TODAY I WOULD LIKE TO DO SOME CRYSTAL BALL-GAZING as a way to make a point about strategic business planning for laboratories. As you will read here, our Editor-In-Chief has analyzed the year-end balance sheets of the two newest publicly-traded laboratory companies.
The purpose of his intelligence briefing is to assess the balance sheet strengths and weaknesses of Specialty Laboratories, Inc. and Dynacare, Inc., and provide clients and regular readers of THE DARK REPORT with an understanding of why the business strategies of these two companies will unfold differently in the next couple of years. After all, both companies maintain a high-profile within the lab industry and both companies have differing business strategies with a common theme—each lab company wants to do more business with hospital laboratories.
Many hospital lab administrators and pathologists are personally touched by the business strategies of these two companies. It happens when Dynacare execs show up to discuss joint ventures with the hospital or when sales reps from Specialty Labs call to solicit reference testing business.
Of course, there are other commercial labs and other reference labs calling upon hospitals to pitch lab joint ventures or get more send-out business. Each of these lab competitors has a different mix of strengths and weaknesses–financial, operational, and geographical. But if a hospital lab is going to chose a joint venture partner or a new send-out lab, it wants to be confident that it understands the differing strengths and weaknesses of these potential partners and reference testing sources.
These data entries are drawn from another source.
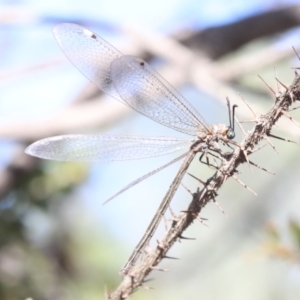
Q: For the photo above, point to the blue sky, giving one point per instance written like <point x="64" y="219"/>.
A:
<point x="26" y="40"/>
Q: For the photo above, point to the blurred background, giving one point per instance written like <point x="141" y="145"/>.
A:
<point x="57" y="241"/>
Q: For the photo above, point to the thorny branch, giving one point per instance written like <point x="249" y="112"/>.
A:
<point x="201" y="198"/>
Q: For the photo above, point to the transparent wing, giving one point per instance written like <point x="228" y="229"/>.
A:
<point x="89" y="53"/>
<point x="128" y="79"/>
<point x="146" y="91"/>
<point x="88" y="148"/>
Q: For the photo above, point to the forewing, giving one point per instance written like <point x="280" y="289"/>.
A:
<point x="89" y="53"/>
<point x="146" y="91"/>
<point x="89" y="148"/>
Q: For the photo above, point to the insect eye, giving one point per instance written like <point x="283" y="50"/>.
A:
<point x="230" y="134"/>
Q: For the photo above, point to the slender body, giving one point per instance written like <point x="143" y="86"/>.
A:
<point x="159" y="213"/>
<point x="133" y="82"/>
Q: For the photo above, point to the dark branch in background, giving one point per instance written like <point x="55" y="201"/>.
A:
<point x="201" y="198"/>
<point x="215" y="42"/>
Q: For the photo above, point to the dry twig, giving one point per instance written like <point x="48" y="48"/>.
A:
<point x="201" y="198"/>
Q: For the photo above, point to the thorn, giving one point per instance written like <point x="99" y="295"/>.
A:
<point x="282" y="139"/>
<point x="267" y="86"/>
<point x="193" y="176"/>
<point x="159" y="269"/>
<point x="254" y="114"/>
<point x="219" y="206"/>
<point x="242" y="129"/>
<point x="289" y="117"/>
<point x="146" y="287"/>
<point x="268" y="140"/>
<point x="296" y="53"/>
<point x="246" y="157"/>
<point x="185" y="238"/>
<point x="294" y="108"/>
<point x="286" y="88"/>
<point x="258" y="148"/>
<point x="275" y="71"/>
<point x="244" y="185"/>
<point x="257" y="166"/>
<point x="170" y="257"/>
<point x="147" y="280"/>
<point x="195" y="216"/>
<point x="172" y="212"/>
<point x="278" y="111"/>
<point x="166" y="222"/>
<point x="248" y="121"/>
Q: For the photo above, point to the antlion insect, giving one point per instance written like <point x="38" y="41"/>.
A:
<point x="133" y="82"/>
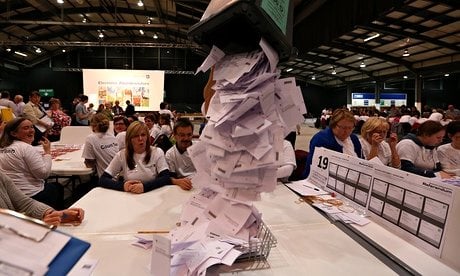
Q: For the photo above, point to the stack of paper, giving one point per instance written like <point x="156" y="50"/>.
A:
<point x="236" y="159"/>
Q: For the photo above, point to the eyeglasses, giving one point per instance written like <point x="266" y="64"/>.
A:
<point x="348" y="128"/>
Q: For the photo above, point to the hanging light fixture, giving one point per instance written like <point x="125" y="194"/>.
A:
<point x="406" y="53"/>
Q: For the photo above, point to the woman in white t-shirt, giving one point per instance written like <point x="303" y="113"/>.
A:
<point x="143" y="168"/>
<point x="418" y="152"/>
<point x="449" y="154"/>
<point x="373" y="134"/>
<point x="101" y="145"/>
<point x="26" y="166"/>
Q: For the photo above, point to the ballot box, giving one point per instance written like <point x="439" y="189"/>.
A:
<point x="237" y="26"/>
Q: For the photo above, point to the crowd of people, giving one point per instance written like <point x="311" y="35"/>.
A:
<point x="125" y="159"/>
<point x="138" y="157"/>
<point x="424" y="143"/>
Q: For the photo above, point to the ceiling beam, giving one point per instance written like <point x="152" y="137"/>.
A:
<point x="100" y="44"/>
<point x="334" y="62"/>
<point x="93" y="24"/>
<point x="403" y="34"/>
<point x="365" y="51"/>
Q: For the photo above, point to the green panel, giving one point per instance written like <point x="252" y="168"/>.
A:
<point x="278" y="11"/>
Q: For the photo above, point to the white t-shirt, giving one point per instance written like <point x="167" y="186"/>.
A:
<point x="143" y="172"/>
<point x="449" y="158"/>
<point x="121" y="140"/>
<point x="288" y="163"/>
<point x="348" y="147"/>
<point x="26" y="166"/>
<point x="384" y="151"/>
<point x="101" y="147"/>
<point x="421" y="157"/>
<point x="181" y="164"/>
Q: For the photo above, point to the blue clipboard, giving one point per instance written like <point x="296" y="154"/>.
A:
<point x="67" y="257"/>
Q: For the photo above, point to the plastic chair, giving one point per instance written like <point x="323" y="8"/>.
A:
<point x="74" y="134"/>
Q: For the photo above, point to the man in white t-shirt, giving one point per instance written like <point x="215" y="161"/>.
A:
<point x="449" y="154"/>
<point x="179" y="162"/>
<point x="101" y="145"/>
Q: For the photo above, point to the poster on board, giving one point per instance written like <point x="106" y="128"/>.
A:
<point x="144" y="89"/>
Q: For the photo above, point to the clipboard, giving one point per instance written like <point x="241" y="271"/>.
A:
<point x="65" y="258"/>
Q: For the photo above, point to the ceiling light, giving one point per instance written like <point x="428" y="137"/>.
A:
<point x="406" y="53"/>
<point x="20" y="53"/>
<point x="371" y="37"/>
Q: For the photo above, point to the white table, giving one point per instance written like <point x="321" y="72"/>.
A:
<point x="307" y="242"/>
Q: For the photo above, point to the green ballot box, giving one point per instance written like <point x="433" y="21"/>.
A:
<point x="238" y="26"/>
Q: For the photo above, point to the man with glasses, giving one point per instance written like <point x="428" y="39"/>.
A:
<point x="179" y="162"/>
<point x="337" y="137"/>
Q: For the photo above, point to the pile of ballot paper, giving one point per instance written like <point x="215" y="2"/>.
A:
<point x="249" y="115"/>
<point x="236" y="159"/>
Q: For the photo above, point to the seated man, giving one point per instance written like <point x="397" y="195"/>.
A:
<point x="179" y="162"/>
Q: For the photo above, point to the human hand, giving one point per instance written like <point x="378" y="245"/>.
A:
<point x="393" y="139"/>
<point x="376" y="139"/>
<point x="444" y="174"/>
<point x="46" y="145"/>
<point x="184" y="183"/>
<point x="137" y="188"/>
<point x="127" y="185"/>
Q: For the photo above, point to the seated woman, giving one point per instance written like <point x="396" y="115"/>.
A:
<point x="60" y="120"/>
<point x="120" y="124"/>
<point x="288" y="163"/>
<point x="418" y="152"/>
<point x="12" y="198"/>
<point x="337" y="137"/>
<point x="100" y="146"/>
<point x="449" y="154"/>
<point x="143" y="167"/>
<point x="26" y="166"/>
<point x="373" y="135"/>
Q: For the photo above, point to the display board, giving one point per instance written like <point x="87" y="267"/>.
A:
<point x="386" y="99"/>
<point x="144" y="89"/>
<point x="413" y="207"/>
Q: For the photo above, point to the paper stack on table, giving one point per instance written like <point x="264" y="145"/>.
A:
<point x="236" y="159"/>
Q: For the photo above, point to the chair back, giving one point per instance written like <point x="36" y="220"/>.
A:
<point x="74" y="134"/>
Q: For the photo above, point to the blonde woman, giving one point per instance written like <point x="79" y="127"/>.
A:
<point x="373" y="135"/>
<point x="143" y="168"/>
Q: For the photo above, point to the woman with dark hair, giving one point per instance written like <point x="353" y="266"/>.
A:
<point x="60" y="120"/>
<point x="20" y="161"/>
<point x="337" y="137"/>
<point x="100" y="146"/>
<point x="143" y="168"/>
<point x="120" y="124"/>
<point x="418" y="152"/>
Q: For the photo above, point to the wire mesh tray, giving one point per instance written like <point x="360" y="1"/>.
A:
<point x="259" y="247"/>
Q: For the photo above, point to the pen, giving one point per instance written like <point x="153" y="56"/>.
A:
<point x="153" y="232"/>
<point x="314" y="188"/>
As you read the intelligence briefing on pages 15-17, I hope it gives you new insights about how a balance sheet can help or hinder a laboratory company. The different balance sheets of Quest Diagnostics Incorporated and Laboratory Corporation of America as of January 1997 partially explain the different business paths each company has followed since that date. The same will hold true for Dynacare and Specialty Laboratories, given their respective balance sheet positions as of December 31, 2000.
Having this type of business knowledge about potential joint venture partners and reference lab sources helps hospital lab directors make better decisions when considering RFPs (request for proposals). It is also a useful way to gain competitive business advantage when trying to sort out which labs will be winners and which labs will be losers in the future.